Demand for abortions on the Island is difficult to track, according to Susan Desmarais, board president of Friends of Family Planning. In 2017, clinic records showed there were 18 positive pregnancy tests, and 16 of those pregnancies were unplanned. Twelve of those patients chose to have an abortion. But Ms. Desmarais said the numbers do not provide the whole picture because not all women in need of services go to the clinic.

“Because of privacy laws we have no way of knowing how many more Island women chose termination,” she said in opening remarks on Saturday. “For some women, especially younger women, they may take a pregnancy test at home and go off-Island for their care.”

Dr.

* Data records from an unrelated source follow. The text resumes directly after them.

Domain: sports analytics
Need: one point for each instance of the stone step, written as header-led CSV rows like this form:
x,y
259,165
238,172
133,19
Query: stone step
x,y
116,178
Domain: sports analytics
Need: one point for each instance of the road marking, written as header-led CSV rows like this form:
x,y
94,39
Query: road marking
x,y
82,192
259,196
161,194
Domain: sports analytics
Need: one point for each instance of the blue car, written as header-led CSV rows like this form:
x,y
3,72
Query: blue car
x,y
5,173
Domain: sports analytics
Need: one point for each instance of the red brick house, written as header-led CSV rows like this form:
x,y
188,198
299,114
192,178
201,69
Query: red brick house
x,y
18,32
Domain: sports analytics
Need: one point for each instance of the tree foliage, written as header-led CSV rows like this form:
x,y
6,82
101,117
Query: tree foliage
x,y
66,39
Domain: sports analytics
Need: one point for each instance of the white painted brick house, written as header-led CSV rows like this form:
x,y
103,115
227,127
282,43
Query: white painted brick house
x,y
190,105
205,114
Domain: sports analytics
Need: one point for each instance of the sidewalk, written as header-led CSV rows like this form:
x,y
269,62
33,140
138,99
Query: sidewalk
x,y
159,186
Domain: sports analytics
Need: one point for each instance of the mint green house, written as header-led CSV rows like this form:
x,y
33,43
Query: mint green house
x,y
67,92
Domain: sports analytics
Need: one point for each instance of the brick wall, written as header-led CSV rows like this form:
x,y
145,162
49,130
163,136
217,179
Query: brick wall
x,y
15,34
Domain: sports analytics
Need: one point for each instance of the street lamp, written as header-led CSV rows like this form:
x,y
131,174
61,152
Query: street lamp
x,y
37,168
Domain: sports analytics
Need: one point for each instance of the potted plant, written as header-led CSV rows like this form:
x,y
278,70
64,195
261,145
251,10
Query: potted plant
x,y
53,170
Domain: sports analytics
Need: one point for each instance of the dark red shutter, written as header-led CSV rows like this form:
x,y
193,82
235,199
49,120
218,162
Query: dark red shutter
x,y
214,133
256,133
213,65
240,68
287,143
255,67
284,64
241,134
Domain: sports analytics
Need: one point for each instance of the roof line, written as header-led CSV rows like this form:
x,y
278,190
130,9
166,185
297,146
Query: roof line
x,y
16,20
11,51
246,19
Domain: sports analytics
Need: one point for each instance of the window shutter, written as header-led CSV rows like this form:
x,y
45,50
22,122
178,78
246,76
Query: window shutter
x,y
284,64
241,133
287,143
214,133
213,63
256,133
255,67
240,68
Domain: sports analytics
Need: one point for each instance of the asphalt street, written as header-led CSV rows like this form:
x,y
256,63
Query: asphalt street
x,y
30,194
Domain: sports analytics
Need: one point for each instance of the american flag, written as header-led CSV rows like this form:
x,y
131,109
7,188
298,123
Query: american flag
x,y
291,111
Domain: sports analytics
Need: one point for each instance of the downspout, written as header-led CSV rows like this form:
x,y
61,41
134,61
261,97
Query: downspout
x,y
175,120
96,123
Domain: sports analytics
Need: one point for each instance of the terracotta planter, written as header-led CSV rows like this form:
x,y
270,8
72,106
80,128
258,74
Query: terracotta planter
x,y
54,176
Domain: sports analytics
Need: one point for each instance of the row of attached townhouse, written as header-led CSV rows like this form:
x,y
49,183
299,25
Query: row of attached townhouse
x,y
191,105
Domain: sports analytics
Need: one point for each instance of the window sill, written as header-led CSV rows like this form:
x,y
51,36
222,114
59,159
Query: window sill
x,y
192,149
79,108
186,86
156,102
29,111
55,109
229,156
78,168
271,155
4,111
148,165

Laurent Delli-Bovi, founder of Women’s Health Services, an abortion provider in Brookline, was in the audience Saturday and said her clinic provides abortions for about 18 women per year who list a Martha’s Vineyard address. She said that number too was likely a low estimate.

“I’m not sure at all that, that is representative of all the people coming,” she said. “You have summer residents and summer workers, and we’re only capturing the people who give their address.”

She added that her clinic is just one of many providers, including others in Boston and in Rhode Island, where Vineyard women are likely to seek abortions.

After the discussion came to a formal close, many in the audience of about 150 lingered to talk among themselves. They shared stories, statistics, introductions, and last thoughts with each other between the columns of the old church, continuing the conversation.